Clone and build the flink-training project

This flink-training project contains exercises, tests, and reference solutions for the programming exercises. Clone the flink-training project from Github and build it.

:information_source: Repository Layout: This repository has several branches set up pointing to different Apache Flink versions, similarly to the apache/flink repository with:

  • a release branch for each minor version of Apache Flink, e.g. release-1.10, and
  • a master branch that points to the current Flink release (not flink:master!)

If you want to work on a version other than the current Flink release, make sure to check out the appropriate branch.

git clone --branch release-1.10 https://github.com/apache/flink-training.git
cd flink-training
./gradlew test shadowJar

If you haven’t done this before, at this point you’ll end up downloading all of the dependencies for this Flink training project. This usually takes a few minutes, depending on the speed of your internet connection.

If all of the tests pass and the build is successful, you are off to a good start.

Users in China: click here for instructions about using a local maven mirror.

If you are in China, we recommend configuring the maven repository to use a mirror. You can do this by uncommenting the appropriate line in our build.gradle like this:

    repositories {
        // for access from China, you may need to uncomment this line
        maven { url 'http://maven.aliyun.com/nexus/content/groups/public/' }
        mavenCentral()
        maven {
            url "https://repository.apache.org/content/repositories/snapshots/"
            mavenContent {
                snapshotsOnly()
            }
        }
    }

Import the flink-training project into your IDE

The project needs to be imported as a gradle project into your IDE.

Once that’s done you should be able to open RideCleansingTest and successfully run this test.

:information_source: Note for Scala users: You will need to use IntelliJ with the JetBrains Scala plugin, and you will need to add a Scala 2.12 SDK to the Global Libraries section of the Project Structure. IntelliJ will ask you for the latter when you open a Scala file.

Download the data sets

You will also need to download the taxi data files used in this training by running the following commands

wget http://training.ververica.com/trainingData/nycTaxiRides.gz
wget http://training.ververica.com/trainingData/nycTaxiFares.gz

It doesn’t matter if you use wget or something else (like curl, or Chrome) to download these files, but however you get the data, do not decompress or rename the .gz files. Some browsers will do the wrong thing by default.

:information_source: Note: There are hardwired paths to these data files in the exercises, in org.apache.flink.training.exercises.common.utils.ExerciseBase. The tests don’t use these data files, but before running the exercises, you will need to fix these paths to point to the files you have downloaded.

Using the Taxi Data Streams

The New York City Taxi & Limousine Commission provides a public data set about taxi rides in New York City from 2009 to 2015. We use a modified subset of this data to generate streams of events about taxi rides. You should have downloaded these in the steps above.

Schema of Taxi Ride Events

Our taxi data set contains information about individual taxi rides in New York City. Each ride is represented by two events: a trip start, and a trip end event. Each event consists of eleven fields:

rideId         : Long      // a unique id for each ride
taxiId         : Long      // a unique id for each taxi
driverId       : Long      // a unique id for each driver
isStart        : Boolean   // TRUE for ride start events, FALSE for ride end events
startTime      : DateTime  // the start time of a ride
endTime        : DateTime  // the end time of a ride,
                           //   "1970-01-01 00:00:00" for start events
startLon       : Float     // the longitude of the ride start location
startLat       : Float     // the latitude of the ride start location
endLon         : Float     // the longitude of the ride end location
endLat         : Float     // the latitude of the ride end location
passengerCnt   : Short     // number of passengers on the ride

:information_source: Note: The data set contains records with invalid or missing coordinate information (longitude and latitude are 0.0).

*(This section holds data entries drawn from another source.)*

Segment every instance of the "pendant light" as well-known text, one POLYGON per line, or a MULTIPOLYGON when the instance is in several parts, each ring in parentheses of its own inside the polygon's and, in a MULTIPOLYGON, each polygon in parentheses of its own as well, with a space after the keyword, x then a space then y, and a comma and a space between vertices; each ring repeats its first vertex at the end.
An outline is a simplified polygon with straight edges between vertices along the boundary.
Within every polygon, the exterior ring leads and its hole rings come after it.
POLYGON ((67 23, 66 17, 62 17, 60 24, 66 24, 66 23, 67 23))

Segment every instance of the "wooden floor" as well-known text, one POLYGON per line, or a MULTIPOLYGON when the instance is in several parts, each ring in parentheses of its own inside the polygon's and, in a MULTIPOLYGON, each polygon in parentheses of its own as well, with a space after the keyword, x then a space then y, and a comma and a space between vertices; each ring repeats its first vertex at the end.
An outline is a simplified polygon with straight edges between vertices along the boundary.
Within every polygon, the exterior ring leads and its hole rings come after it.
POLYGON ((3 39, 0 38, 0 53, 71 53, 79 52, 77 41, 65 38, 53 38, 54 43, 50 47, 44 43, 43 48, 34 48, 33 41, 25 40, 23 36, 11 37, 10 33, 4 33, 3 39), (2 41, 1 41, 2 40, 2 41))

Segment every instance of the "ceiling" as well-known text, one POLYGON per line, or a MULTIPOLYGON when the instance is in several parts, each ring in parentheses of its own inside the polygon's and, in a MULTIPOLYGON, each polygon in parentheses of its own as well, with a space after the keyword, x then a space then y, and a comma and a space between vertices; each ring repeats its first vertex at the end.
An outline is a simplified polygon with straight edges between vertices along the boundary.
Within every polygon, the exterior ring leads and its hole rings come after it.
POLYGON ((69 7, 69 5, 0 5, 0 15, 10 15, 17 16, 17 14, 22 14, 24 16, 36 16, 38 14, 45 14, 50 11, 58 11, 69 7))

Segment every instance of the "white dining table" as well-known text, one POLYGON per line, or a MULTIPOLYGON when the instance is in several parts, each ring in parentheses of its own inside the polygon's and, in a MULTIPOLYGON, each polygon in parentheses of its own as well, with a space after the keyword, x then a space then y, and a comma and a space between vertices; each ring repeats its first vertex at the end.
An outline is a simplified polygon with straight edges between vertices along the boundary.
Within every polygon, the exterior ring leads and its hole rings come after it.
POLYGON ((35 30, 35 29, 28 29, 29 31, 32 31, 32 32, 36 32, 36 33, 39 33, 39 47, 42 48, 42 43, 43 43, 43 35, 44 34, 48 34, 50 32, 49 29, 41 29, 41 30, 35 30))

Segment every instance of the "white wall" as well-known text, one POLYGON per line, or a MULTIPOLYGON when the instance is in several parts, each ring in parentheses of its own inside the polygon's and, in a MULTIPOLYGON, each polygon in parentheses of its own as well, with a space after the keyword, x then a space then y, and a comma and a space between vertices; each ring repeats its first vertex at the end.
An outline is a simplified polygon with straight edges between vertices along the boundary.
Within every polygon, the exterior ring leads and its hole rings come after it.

There is also a related data set containing taxi ride fare data, with these fields:

rideId         : Long      // a unique id for each ride
taxiId         : Long      // a unique id for each taxi
driverId       : Long      // a unique id for each driver
startTime      : DateTime  // the start time of a ride
paymentType    : String    // CSH or CRD
tip            : Float     // tip for this ride
tolls          : Float     // tolls for this ride
totalFare      : Float     // total fare collected

Generating Taxi Ride Data Streams in a Flink program

:information_source: Note: The exercises already provide code for working with these taxi ride data streams.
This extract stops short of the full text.